Zaraz potem nowemu papieżowi stawia się drugie pytanie: „Jakim imieniem chcesz być nazywany?” Gdy papież wypowie wybrane imię, mistrz ceremonii, w obecności dwóch świadków, sporządza oficjalny protokół. Zapisuje datę, godzinę, dane nowego Ojca Świętego i jego nowe imię.

Sygnal dla świata

Gdy formalności zostaną dopełnione, karty do głosowania są spalane w piecu, a dzięki specjalnej mieszance w kominie pojawia się biały dym, a z Bazyliki św. Piotra słychać głos dzwonów. To są znaki dla świata, że wybór został dokonany. W tym samym czasie nowy papież udaje się do zakrystii, gdzie czekają już przygotowane papieskie szaty w trzech różnych rozmiarach. Po ubraniu białej sutanny wraca do Kaplicy Sykstyńskiej i zasiada na przygotowanej katedrze.

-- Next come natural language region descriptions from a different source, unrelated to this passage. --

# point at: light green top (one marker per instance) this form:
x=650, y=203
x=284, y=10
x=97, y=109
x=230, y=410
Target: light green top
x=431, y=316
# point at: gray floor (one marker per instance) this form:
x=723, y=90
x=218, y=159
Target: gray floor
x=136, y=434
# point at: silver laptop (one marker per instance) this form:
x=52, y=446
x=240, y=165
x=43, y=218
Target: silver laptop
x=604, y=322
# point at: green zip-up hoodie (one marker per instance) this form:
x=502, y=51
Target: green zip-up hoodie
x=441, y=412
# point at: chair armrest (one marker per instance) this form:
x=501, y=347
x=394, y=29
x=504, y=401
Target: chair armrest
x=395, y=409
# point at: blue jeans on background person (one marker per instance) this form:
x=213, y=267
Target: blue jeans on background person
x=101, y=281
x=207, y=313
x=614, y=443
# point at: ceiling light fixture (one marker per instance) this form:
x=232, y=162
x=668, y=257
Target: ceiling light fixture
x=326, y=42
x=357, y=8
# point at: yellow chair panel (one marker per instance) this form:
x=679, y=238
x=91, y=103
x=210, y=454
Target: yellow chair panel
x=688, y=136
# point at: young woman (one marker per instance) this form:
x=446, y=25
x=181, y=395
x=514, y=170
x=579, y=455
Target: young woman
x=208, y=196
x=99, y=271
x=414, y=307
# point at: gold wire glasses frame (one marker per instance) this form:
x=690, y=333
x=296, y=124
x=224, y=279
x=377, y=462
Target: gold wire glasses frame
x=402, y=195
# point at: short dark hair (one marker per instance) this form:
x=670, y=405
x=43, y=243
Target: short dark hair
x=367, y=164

Po powrocie do Kaplicy Sykstyńskiej nowy papież zasiada na przygotowanej dla niego katedrze. Wtedy następują dalsze elementy liturgiczne: przypomnienie słów Jezusa do św. Piotra, a więc odczytanie Ewangelii św. Mateusza (Mt 16, 13-19) lub Jana (por. J 21, 15-17). Modlitwa jednego z kardynałów za nowego Ojca Świętego. Złożenie hołdu i przyrzeczenia posłuszeństwa przez wszystkich kardynałów-elektorów — według ustalonego porządku. Wspólna modlitwa kończy się intonacją hymnu „Te Deum” — dziękczynieniem za nowego następcę Piotra.

Habemus Papam

Dopiero teraz pierwszy z kardynałów diakonów wychodzi na balkon Bazyliki św. Piotra i ogłasza wybór papieża słowami: „Zwiastuję wam wielką radość: mamy papieża! Najdostojniejszego i Najczcigodniejszego Pana, Kardynała Kościoła Rzymskiego N., który przyjął imię N.”. Po nim — w towarzystwie trzech innych kardynałów — na balkon wychodzi sam papież. Pozdrawia wiernych i udziela im pierwszego błogosławieństwa „Urbi et Orbi” — miastu i światu.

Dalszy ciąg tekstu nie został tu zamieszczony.